Adoptive cell therapy (ACT) is a type of immunotherapy used to successfully treat a wide range of cancers by direct targeting or enhancing of the immune response. ACT requires clinical activation of T cells by co-culture with aCD28/aCD3 coated beads. In vitro studies indicate this method of activation favours the expansion of CD4 T cells with an exhaustive phenotype [1]. We investigated alternative methods for in vitro T cell activation, to determine if diverse T cell fates could be achieved through varying signals received by T cells upon activation.
Using quantitative assays for T cell proliferation, we found that 4-1BB as opposed to CD28 led to a superior proliferation of the CD8 T cell population. Furthermore, 4-1BB co-stimulation of CD8 T cells resulted in significantly higher cytokine and chemokine secretion. The functional cytotoxicity of CD8 T cells was not influenced by the mode of co-stimulation, however, aCD28 and a4-1BB synergized to enhance potency.

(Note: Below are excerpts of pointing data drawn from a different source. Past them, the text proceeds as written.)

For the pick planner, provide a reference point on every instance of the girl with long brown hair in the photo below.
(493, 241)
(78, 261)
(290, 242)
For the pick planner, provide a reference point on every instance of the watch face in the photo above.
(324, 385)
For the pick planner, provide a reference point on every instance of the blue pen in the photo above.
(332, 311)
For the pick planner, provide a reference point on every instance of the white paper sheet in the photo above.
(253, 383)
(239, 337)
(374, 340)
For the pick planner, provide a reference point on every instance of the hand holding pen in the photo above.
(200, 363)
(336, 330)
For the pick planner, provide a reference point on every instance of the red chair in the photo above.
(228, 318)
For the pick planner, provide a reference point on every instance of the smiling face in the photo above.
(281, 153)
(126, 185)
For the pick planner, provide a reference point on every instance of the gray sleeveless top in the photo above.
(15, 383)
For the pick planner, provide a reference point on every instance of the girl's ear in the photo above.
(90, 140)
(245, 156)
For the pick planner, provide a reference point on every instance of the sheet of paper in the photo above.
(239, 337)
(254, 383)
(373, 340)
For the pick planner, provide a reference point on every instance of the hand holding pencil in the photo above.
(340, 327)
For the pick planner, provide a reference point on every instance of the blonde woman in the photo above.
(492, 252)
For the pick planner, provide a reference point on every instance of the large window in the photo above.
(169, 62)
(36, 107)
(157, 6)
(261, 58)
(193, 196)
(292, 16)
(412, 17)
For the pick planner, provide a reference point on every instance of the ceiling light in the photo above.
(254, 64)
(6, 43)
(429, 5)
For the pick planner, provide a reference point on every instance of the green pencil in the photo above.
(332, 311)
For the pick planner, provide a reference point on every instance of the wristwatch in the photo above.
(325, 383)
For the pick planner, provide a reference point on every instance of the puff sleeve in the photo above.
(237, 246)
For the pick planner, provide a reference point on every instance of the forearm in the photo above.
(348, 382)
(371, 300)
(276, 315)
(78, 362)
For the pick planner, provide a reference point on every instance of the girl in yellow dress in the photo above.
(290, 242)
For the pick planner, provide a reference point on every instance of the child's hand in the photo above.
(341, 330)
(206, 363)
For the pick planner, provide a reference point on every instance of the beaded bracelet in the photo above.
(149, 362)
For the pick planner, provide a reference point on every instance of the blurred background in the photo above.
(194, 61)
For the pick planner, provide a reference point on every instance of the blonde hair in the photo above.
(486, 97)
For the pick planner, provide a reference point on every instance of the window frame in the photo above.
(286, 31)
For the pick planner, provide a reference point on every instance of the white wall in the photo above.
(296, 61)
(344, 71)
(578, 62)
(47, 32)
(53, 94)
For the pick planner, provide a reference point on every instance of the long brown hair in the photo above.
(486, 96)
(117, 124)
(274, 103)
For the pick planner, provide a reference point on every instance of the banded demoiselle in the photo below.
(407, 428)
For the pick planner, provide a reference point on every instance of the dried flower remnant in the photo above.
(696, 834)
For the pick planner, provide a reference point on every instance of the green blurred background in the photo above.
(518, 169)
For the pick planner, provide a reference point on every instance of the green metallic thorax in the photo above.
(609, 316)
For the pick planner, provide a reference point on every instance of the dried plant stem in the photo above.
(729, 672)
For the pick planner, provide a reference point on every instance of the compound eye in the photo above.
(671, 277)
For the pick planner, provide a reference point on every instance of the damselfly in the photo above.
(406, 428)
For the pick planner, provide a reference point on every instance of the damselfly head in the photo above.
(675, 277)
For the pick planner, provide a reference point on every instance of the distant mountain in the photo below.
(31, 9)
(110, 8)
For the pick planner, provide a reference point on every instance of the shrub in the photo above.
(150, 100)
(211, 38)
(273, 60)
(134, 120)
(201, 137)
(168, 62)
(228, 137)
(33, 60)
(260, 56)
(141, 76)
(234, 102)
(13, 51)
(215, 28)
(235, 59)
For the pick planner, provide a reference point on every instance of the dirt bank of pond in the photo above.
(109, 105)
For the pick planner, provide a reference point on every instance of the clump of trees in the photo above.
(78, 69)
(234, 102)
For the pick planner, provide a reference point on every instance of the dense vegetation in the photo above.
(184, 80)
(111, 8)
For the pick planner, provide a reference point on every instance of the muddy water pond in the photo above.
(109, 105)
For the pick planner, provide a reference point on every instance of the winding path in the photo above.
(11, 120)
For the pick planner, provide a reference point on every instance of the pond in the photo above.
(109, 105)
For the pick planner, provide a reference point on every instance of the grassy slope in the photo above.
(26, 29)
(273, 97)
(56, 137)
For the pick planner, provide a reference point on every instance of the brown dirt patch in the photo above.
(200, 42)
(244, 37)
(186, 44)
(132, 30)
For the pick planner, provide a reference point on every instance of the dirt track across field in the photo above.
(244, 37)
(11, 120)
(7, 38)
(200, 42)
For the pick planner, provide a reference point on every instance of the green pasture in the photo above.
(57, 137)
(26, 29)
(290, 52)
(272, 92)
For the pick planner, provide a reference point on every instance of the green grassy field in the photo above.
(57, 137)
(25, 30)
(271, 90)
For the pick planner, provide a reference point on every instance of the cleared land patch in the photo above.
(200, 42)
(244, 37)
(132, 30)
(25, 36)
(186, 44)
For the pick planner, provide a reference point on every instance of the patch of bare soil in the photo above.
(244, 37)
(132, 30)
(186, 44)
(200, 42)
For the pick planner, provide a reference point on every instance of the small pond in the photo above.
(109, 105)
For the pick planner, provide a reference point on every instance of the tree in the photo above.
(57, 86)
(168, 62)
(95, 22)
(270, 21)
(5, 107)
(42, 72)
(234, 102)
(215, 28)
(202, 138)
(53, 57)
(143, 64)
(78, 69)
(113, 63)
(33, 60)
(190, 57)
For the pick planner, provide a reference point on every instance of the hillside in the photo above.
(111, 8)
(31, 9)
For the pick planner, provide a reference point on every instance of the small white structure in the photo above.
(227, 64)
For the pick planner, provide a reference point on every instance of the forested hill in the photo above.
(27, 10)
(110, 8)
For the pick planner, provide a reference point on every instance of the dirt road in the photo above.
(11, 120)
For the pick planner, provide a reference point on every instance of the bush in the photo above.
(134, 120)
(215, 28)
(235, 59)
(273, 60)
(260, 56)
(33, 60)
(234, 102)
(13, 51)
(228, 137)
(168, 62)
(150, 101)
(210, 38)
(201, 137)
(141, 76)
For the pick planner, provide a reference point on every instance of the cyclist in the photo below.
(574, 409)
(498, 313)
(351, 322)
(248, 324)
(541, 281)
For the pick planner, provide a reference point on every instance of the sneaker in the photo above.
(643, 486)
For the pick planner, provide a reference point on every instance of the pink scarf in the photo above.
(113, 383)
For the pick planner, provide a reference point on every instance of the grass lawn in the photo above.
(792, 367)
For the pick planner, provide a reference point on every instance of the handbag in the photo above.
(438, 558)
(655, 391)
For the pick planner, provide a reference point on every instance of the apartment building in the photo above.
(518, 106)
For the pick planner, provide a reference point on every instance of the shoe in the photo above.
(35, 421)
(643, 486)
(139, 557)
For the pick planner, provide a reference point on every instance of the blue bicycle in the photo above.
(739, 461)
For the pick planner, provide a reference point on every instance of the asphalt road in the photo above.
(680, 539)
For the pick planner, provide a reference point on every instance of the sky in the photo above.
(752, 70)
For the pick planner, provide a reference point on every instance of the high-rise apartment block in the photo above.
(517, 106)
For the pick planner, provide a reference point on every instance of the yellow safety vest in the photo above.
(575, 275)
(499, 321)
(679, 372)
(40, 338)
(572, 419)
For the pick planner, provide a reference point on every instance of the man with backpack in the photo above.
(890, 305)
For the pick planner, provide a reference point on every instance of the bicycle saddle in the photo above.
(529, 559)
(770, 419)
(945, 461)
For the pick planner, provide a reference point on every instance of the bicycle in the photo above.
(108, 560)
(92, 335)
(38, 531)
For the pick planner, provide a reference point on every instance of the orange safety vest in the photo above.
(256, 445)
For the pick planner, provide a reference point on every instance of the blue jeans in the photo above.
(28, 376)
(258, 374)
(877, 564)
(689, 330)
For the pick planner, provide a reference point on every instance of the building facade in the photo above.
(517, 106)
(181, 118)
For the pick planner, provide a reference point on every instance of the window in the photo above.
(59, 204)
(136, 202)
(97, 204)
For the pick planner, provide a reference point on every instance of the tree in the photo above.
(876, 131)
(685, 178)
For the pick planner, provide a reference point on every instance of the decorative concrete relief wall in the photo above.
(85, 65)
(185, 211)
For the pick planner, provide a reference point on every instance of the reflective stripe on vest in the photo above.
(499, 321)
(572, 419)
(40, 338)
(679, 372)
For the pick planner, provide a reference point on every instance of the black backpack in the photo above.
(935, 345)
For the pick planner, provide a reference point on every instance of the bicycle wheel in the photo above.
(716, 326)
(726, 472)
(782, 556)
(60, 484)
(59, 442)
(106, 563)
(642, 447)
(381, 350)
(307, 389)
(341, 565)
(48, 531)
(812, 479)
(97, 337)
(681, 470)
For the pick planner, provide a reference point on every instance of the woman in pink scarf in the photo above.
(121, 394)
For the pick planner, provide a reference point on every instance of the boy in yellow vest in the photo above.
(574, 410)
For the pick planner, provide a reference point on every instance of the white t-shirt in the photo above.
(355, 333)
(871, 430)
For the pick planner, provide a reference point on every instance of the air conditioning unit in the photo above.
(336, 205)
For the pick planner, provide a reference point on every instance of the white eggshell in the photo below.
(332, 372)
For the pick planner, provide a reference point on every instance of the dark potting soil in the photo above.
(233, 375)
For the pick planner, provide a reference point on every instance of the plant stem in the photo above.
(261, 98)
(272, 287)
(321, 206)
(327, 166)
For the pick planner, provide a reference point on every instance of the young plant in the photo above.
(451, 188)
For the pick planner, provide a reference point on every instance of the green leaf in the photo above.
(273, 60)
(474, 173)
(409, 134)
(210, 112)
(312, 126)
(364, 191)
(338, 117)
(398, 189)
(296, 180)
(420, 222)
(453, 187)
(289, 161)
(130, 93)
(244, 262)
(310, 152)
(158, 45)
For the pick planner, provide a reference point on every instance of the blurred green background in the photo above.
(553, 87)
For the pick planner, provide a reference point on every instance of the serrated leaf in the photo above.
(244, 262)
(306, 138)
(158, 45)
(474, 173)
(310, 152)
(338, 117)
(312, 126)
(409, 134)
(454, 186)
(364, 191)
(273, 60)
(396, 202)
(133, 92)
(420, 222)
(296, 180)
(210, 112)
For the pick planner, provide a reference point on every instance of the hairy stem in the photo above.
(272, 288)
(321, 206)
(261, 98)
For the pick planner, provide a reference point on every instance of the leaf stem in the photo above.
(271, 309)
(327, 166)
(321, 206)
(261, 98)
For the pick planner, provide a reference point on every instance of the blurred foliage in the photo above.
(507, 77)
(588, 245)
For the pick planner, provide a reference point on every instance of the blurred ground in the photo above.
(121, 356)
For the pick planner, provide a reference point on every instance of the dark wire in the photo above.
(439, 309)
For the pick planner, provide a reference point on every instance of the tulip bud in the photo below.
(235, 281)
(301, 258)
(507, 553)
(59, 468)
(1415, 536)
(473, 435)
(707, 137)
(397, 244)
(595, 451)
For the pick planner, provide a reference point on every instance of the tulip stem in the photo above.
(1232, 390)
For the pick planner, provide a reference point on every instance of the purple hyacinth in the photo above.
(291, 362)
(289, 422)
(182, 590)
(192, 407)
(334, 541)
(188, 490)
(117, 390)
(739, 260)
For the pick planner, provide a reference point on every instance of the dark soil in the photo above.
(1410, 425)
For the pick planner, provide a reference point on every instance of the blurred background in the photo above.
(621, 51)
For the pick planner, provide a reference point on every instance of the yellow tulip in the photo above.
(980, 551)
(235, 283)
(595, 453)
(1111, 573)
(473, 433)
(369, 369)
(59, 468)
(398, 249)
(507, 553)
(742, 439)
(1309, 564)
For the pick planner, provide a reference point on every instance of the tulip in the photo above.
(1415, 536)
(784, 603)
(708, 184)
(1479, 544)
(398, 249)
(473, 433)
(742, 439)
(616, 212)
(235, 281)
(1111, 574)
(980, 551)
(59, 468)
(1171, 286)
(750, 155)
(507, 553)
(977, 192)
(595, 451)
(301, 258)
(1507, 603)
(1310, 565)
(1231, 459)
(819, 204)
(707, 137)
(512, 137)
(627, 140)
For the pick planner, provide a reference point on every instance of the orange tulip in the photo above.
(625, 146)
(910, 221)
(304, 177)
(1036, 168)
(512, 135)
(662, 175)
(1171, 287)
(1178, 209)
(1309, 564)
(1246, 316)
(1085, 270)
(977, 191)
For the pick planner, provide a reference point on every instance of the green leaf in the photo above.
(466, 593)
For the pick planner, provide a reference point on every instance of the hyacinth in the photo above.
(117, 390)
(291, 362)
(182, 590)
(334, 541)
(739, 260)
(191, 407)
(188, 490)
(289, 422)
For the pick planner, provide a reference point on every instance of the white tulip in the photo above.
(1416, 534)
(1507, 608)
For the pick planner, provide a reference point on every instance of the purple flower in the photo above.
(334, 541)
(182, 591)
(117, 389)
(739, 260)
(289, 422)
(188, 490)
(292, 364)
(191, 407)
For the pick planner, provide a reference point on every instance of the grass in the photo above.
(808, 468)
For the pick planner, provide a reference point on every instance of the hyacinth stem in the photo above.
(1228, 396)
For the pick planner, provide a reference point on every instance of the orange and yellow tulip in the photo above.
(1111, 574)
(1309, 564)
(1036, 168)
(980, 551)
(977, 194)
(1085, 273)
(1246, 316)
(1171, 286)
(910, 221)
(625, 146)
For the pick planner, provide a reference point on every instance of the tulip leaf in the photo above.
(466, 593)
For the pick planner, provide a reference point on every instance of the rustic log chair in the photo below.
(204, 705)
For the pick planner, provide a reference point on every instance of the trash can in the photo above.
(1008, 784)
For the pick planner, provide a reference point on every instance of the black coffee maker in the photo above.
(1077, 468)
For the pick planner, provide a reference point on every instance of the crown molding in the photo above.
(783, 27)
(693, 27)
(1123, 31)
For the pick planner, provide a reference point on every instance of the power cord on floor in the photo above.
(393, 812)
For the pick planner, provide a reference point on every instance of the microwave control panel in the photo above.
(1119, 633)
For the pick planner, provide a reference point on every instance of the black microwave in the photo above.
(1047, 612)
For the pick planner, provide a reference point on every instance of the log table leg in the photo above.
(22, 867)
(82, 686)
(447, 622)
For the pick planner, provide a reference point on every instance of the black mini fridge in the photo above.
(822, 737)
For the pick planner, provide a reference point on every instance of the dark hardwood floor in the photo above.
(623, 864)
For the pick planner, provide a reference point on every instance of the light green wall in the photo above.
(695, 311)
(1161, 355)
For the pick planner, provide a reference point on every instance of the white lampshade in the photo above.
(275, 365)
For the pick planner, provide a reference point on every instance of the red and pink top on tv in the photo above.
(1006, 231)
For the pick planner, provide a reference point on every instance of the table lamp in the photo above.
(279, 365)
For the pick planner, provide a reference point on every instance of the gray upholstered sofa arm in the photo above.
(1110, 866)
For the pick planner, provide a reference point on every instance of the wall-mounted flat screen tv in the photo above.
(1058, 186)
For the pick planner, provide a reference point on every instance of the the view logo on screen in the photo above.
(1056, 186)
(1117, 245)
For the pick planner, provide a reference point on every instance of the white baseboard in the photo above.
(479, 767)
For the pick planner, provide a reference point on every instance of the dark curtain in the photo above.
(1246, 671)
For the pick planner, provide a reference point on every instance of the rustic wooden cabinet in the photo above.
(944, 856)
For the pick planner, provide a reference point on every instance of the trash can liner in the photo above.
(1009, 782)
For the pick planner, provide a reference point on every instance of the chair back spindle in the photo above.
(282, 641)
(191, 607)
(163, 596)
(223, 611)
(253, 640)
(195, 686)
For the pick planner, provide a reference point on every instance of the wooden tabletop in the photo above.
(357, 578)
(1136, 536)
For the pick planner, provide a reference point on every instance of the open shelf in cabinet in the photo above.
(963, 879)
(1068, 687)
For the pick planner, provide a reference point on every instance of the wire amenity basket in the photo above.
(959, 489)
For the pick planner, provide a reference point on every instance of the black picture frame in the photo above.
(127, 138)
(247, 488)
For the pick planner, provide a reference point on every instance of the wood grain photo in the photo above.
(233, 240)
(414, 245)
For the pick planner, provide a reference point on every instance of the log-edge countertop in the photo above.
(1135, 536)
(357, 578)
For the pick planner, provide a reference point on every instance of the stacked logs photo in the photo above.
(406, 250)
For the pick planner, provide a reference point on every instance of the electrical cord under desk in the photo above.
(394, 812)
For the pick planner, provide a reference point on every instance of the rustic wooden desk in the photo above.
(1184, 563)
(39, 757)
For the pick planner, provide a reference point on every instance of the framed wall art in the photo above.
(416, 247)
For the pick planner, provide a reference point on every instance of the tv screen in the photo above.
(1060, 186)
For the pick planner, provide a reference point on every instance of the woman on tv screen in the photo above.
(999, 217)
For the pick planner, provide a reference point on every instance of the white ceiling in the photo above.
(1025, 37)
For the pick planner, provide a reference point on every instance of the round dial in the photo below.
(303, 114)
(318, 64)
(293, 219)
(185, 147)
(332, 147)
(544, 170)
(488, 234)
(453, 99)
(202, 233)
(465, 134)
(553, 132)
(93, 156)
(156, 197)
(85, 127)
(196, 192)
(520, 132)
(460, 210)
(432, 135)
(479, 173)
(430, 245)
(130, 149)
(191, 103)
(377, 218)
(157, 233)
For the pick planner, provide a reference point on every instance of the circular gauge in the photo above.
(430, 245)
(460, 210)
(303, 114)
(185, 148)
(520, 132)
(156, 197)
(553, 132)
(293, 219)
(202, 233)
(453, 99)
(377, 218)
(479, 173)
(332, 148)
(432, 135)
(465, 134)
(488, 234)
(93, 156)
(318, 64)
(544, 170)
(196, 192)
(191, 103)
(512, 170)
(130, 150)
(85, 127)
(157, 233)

To study functional differences in vivo, we measured persistence of in vitro activated and then adoptively transferred CD8 T cells in C57BL/6 mice. We found that compared to aCD28, 4-1BB co-stimulation led to enhanced persistence and a greater central memory phenotype of the circulating T cell pool. Additionally, when tumour specific T cells were activated with a4-1BB there was a greater accumulation of transferred T cells at tumour sites than aCD28 activated T cells in mouse tumour models.
These results demonstrate that 4-1BB co-stimulation would be preferential to CD28 to direct a robust CD8 T cell response in ACT. These tools we have developed to interrogate T cell activation, will allow for a better understanding of the biology underpinning how a T cell integrates co-stimulatory signals during priming. This unlocks the potential to ‘tailor’ design current clinical practice and informatively predict the T cell response for ACT.